Embedded Systems and Computer Architecture Lab

1. GPU Architecture

Rise of General-Purpose GPUs

The GPU was first developed to accelerate graphics processing, where there are a massive amount of instructions which have no dependencies with each other. With the emergence of the multi-core processors,the focus is now on parallel programming, where independent instructions are more favorable to parallelize. Seeing this, the GPU has now been extended to support general purpose instructions as well, by making it programmable on many cores (GPGPU: General-Purpose Programming on Graphics Processing Unit)

What We Are Doing

We model the GPGPU architecture, up to the hardware pipeline and memory hierarchy, consisted of local memory, global memory, constant memory, texture memory, shared memory, registers and buses, in order to increase performance and energy efficiency.
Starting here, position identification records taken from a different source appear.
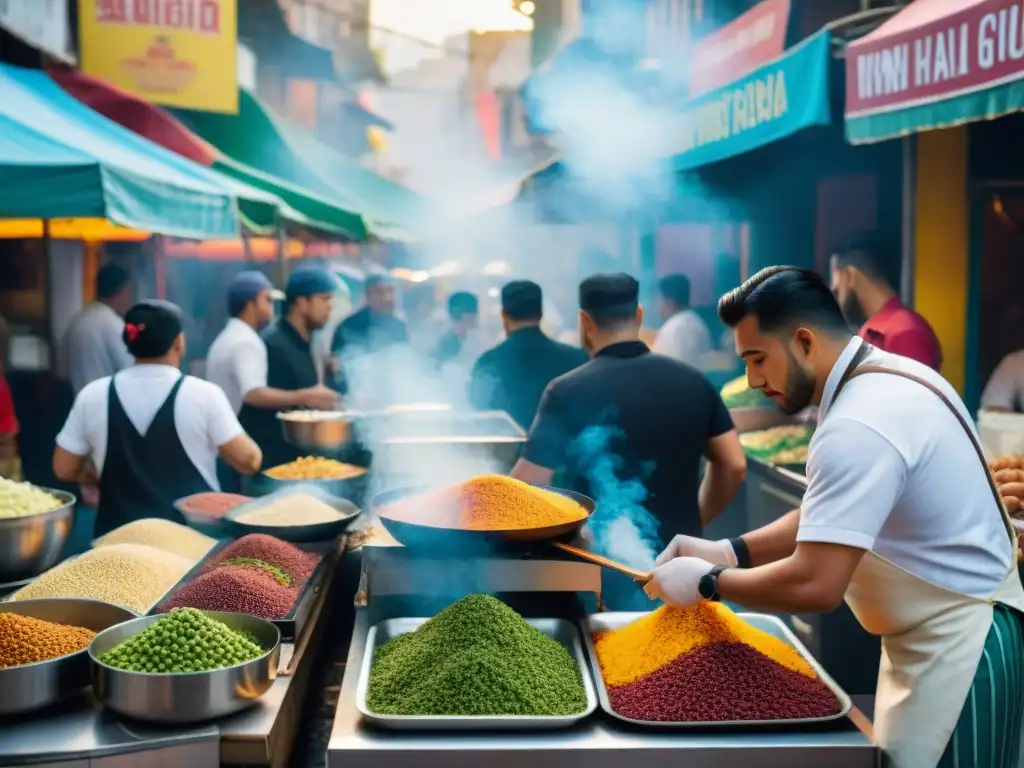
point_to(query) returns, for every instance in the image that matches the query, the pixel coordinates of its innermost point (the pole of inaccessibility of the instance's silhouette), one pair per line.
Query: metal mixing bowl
(37, 685)
(329, 431)
(33, 544)
(187, 697)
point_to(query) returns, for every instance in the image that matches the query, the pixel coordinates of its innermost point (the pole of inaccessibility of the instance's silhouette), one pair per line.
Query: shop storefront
(933, 80)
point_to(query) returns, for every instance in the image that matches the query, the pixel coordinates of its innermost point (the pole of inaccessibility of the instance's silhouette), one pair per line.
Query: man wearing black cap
(646, 419)
(92, 346)
(512, 376)
(290, 363)
(238, 360)
(152, 433)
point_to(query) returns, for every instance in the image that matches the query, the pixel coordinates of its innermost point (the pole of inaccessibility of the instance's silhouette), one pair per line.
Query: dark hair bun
(151, 328)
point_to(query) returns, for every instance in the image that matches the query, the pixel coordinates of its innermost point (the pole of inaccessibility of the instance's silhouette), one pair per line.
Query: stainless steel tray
(562, 631)
(612, 621)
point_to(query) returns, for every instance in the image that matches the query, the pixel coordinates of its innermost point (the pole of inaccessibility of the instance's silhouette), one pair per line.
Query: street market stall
(52, 718)
(549, 591)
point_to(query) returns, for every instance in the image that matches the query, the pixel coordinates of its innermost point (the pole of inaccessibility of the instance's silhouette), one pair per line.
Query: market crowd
(901, 517)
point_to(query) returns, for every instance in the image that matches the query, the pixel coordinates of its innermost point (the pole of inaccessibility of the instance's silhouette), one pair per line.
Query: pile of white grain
(294, 509)
(132, 576)
(166, 535)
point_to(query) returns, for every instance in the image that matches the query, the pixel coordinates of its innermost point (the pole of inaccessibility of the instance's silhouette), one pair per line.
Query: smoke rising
(621, 526)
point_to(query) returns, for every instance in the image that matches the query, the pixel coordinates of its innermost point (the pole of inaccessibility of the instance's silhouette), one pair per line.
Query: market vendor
(512, 376)
(901, 518)
(152, 433)
(238, 358)
(290, 363)
(632, 421)
(374, 327)
(868, 302)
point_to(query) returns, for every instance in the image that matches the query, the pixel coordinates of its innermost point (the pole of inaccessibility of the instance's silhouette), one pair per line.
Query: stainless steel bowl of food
(185, 697)
(316, 430)
(33, 686)
(31, 544)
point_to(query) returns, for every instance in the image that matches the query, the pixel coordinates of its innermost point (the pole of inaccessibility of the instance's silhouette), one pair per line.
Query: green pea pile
(184, 640)
(477, 656)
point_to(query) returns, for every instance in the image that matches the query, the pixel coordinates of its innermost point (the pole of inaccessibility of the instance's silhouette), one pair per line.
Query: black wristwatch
(708, 586)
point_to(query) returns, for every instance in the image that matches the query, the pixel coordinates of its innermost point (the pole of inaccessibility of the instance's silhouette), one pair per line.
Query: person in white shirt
(683, 336)
(237, 359)
(92, 347)
(151, 433)
(901, 517)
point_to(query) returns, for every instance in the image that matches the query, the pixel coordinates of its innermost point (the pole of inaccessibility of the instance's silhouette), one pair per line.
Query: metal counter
(79, 733)
(598, 742)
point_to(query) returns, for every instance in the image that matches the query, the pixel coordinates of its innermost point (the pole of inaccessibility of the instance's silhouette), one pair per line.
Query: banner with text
(175, 52)
(925, 70)
(755, 38)
(772, 102)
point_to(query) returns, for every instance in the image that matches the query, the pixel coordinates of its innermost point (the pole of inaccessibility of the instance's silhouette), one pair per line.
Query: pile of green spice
(184, 640)
(477, 656)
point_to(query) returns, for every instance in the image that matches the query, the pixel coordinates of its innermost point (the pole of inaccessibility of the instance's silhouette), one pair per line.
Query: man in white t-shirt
(683, 336)
(92, 348)
(237, 360)
(151, 433)
(900, 517)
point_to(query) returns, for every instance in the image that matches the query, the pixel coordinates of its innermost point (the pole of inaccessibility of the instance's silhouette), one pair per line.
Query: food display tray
(557, 629)
(291, 626)
(612, 621)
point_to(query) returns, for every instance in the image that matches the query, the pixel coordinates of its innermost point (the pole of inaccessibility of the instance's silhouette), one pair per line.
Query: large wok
(422, 536)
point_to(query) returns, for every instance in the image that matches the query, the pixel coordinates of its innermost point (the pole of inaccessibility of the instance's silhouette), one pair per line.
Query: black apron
(143, 474)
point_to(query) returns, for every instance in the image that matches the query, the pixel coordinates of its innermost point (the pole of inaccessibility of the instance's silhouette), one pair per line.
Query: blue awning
(775, 100)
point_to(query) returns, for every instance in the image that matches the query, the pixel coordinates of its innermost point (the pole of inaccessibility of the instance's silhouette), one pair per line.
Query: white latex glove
(717, 553)
(676, 582)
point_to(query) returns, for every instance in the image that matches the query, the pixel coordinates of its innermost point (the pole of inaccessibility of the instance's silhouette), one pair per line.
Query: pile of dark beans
(722, 682)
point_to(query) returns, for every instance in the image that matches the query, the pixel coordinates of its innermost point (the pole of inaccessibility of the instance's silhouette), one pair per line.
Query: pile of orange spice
(27, 640)
(486, 503)
(648, 644)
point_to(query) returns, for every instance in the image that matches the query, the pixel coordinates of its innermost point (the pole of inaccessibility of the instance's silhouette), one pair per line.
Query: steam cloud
(622, 527)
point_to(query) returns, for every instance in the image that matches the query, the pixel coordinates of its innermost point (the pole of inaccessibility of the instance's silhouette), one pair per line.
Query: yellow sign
(174, 52)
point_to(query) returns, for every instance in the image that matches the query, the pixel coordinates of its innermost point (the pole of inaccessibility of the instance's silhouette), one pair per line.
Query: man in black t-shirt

The architectures are evaluated by a simulator implemented in C/C++, and virtually executing the instructions of the CUDA programming language

Publications:

"Linebacker: Preserving Victim Cache Lines in Idle Register Files of GPUs " ISCA'19
"FineReg: Fine-Grained Register File Management for Augmenting GPU Throughput" MICRO'18
"WIR: Warp Instruction Reuse to Minimize Repeated Computations in GPUs" HPCA'18

2. Neural Processing Unit

What is a Neural Network?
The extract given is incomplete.